We constructed a primer containing a T7 transcription site as well as a gRNA sequence (see supplemental table of primers). We used the plasmid pSpCas9(BB)-2A-Puro as a template for PCR to create a product with a T7 transcriptional start site, gRNA sequence, and gRNA scaffold. In vitro transcription was performed with a MEGAshortscript T7 Transcription kit (Invitrogen) per the manufacturer’s protocol. RNA was isolated using a phenol chloroform extraction and diluted in water to 1μg/μl. The RNA was then stored in aliquots at −80°C. To test the functionality of the RNP we performed an in vitro digestion with 200 ng target DNA, 100 ng gRNA, 1μl BSA (1 mg/ml, NEB), 1μl NEB buffer 3, .25–1 μg Cas9, and water assembled into a 10 μl reaction. This mixture was incubated at 37°C for 1 hour followed by a 10-minute incubation at 65°C. Digestion products were separated on a .75% agarose gel.

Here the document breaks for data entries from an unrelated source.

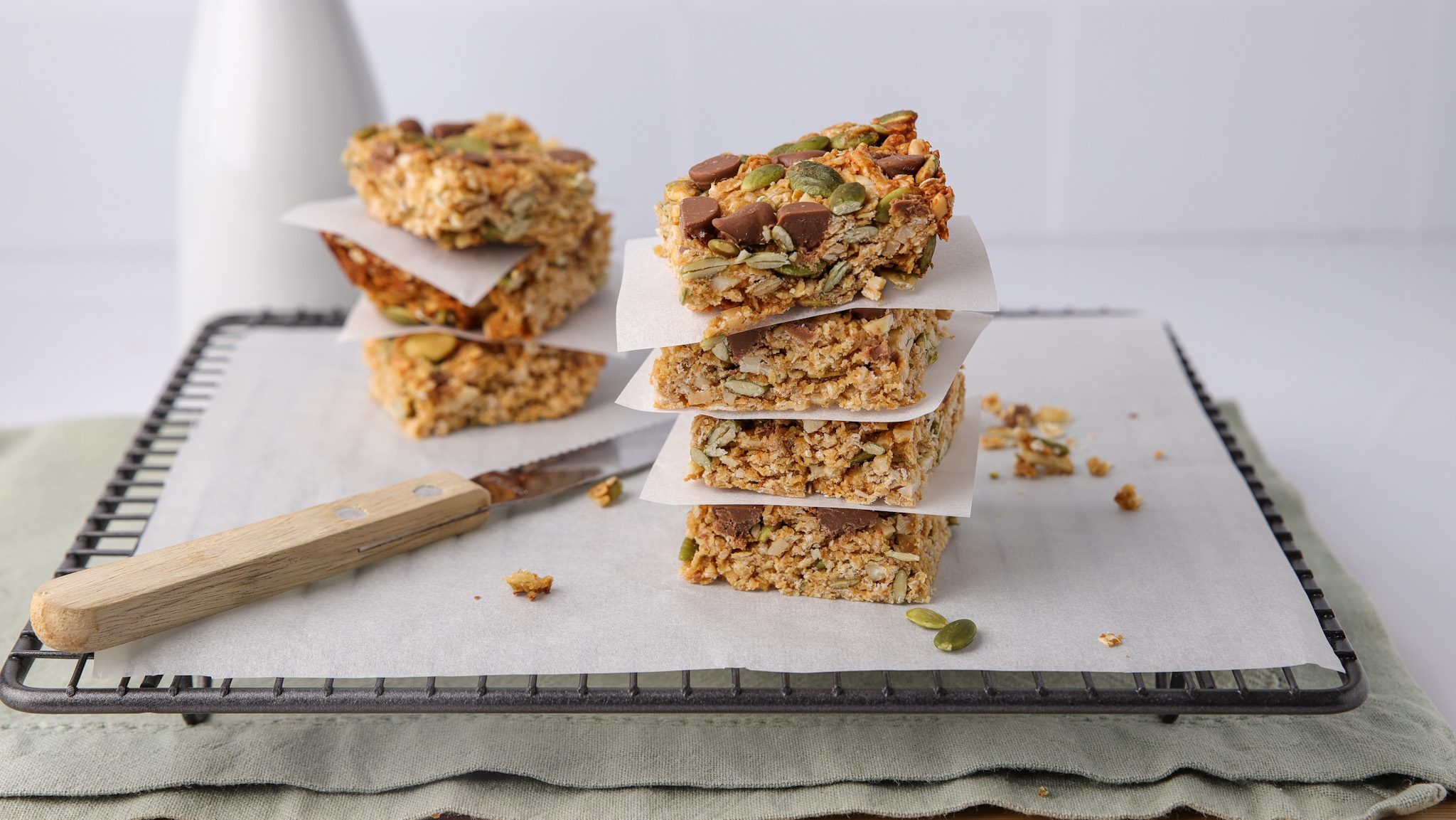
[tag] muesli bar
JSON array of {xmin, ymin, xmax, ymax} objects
[
  {"xmin": 653, "ymin": 307, "xmax": 951, "ymax": 411},
  {"xmin": 343, "ymin": 114, "xmax": 597, "ymax": 247},
  {"xmin": 364, "ymin": 334, "xmax": 607, "ymax": 438},
  {"xmin": 657, "ymin": 111, "xmax": 955, "ymax": 334},
  {"xmin": 680, "ymin": 506, "xmax": 951, "ymax": 603},
  {"xmin": 322, "ymin": 214, "xmax": 611, "ymax": 339},
  {"xmin": 687, "ymin": 373, "xmax": 965, "ymax": 507}
]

2.8 Hydrogen peroxide challenge

KEAP1-targeted and parental HeLa cells were cultured in a 96-well plate and exposed to increasing concentrations of H2O2 (0–250 μM) for 24 hours. Following exposure, cell viability was measured using an 3-[4,5-dimethylthiazol-2-yl]-2,5 diphenyltetrazolium bromide (MTT) using previously described methods(van de Loosdrecht et al, 1994).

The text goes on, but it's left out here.